Sql-server – Will a MERGE between two tables ever be faster than a DROP and SELECT INTO on the second table

data synchronizationmergeperformancequery-performancesql serversql-server-2016

Is there a scenario where it's faster for synchronizing the data from TableA to TableB by using a MERGE query as opposed to dropping TableB and doing a SELECT * INTO TableB FROM TableA?

Best Answer

Will a MERGE between two tables ever be faster than a DROP and SELECT INTO on the second table?

I think, in general, I'd say probably not. But it depends on a lot of factors.

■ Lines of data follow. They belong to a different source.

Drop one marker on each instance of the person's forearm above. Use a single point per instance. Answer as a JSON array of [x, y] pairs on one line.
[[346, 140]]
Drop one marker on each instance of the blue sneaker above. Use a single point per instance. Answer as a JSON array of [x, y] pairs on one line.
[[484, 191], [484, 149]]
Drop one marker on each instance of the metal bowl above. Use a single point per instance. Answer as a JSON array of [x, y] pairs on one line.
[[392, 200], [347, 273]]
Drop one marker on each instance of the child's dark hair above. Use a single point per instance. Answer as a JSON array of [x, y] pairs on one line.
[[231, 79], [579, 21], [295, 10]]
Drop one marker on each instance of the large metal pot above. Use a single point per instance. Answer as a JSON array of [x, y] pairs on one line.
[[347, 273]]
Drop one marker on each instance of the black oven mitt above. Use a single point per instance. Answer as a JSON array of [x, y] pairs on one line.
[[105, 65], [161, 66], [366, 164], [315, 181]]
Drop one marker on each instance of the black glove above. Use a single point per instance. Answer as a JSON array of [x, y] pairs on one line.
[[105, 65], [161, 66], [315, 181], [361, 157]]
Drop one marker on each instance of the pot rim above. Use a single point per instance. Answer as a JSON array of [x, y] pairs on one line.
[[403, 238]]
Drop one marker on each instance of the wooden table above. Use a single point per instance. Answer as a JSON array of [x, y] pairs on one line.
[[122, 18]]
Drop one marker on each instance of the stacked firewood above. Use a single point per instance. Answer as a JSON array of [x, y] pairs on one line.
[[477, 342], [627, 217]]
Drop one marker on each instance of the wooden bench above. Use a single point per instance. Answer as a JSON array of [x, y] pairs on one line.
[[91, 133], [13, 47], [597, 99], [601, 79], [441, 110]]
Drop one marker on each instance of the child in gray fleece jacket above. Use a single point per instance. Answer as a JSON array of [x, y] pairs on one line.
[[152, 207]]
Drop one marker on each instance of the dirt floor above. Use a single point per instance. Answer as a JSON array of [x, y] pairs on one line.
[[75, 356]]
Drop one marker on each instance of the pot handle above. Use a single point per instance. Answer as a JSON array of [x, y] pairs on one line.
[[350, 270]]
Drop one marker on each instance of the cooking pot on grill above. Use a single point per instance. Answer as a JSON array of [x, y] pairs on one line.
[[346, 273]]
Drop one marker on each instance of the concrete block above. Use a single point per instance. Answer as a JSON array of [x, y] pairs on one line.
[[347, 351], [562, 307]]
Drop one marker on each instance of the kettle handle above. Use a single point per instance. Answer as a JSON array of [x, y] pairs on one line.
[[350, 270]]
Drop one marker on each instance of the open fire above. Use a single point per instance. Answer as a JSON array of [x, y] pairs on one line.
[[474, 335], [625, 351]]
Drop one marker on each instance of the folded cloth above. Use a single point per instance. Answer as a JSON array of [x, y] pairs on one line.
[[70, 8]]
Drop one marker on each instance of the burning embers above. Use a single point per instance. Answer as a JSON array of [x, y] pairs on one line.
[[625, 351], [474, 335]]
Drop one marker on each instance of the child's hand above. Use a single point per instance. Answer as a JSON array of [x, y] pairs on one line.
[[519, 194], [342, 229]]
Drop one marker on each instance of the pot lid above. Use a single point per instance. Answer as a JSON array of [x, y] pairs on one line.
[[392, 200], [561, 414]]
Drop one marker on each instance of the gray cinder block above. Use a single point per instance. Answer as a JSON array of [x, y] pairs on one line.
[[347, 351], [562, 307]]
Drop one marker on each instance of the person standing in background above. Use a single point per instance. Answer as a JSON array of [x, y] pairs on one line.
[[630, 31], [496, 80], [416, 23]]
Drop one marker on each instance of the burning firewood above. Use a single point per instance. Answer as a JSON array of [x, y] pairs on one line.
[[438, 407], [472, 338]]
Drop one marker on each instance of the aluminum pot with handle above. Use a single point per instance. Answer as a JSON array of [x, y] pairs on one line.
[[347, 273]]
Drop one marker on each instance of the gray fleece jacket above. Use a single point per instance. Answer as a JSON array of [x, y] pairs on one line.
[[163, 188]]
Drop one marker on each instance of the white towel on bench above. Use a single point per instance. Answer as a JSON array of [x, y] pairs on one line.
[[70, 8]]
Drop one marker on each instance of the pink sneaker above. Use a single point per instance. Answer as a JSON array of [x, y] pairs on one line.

Bulk Loading (minimal logging)

SELECT...INTO will benefit from bulk load optimizations. The INSERT portion of the MERGE query might benefit from these optimizations, but the UPDATE portion won't. So the MERGE statement will likely result in more transaction log writes, making it slower.

DROP vs DELETE

SELECT...INTO will also benefit from the fact that DROP TABLE is a metadata operation, and thus will "remove" all the rows very quickly. The DELETE portion of the MERGE query will be logged normally, resulting in more transaction log writes, making it slower.

Concurrency

SELECT...INTO will benefit from reduced locking / blocking / concurrency issues, because it will have exclusive access to the target table. The MERGE statement will potentially have to deal with lock escalation, blocking by other processes, etc, unless you provide TABLOCK hints.

Index Maintenance

The MERGE statement also has to deal with index maintenance (you mentioned there is a clustered index and a nonclustered index on the target table in this scenario), whereas the SELECT...INTO does not. To mitigate this, you could potentially drop the indexes and recreate them after the MERGE has run.

Additional thoughts

All of this somewhat depends on what the breakdown (in terms of # of rows) is between INSERTs, UPDATEs, and DELETEs in the MERGE statement, but in general I would expect the SELECT...INTO case to be quicker unless the MERGE statement has been designed very carefully.

Some related information that might be interesting to you and this situation:


Sidebar: in a comment, you mentioned:

I'm asking because in my case I have to synchronize about 300 million records, and with my testing of only 5 million records, the SELECT INTO took about 30 seconds, the MERGE took about 4 minutes. :(

To compare "apples to apples" make sure to include the time it takes to create the two indexes you mentioned for the SELECT...INTO case:

In my specific case, there's actually no indexes on TableB at the time of the SELECT INTO, but a single unique clustered (PK) and a single non-clustered index is created on it on after the data is inserted. If a MERGE query was used instead, then both tables would have unique clustered indexes and non-clustered indexes on them.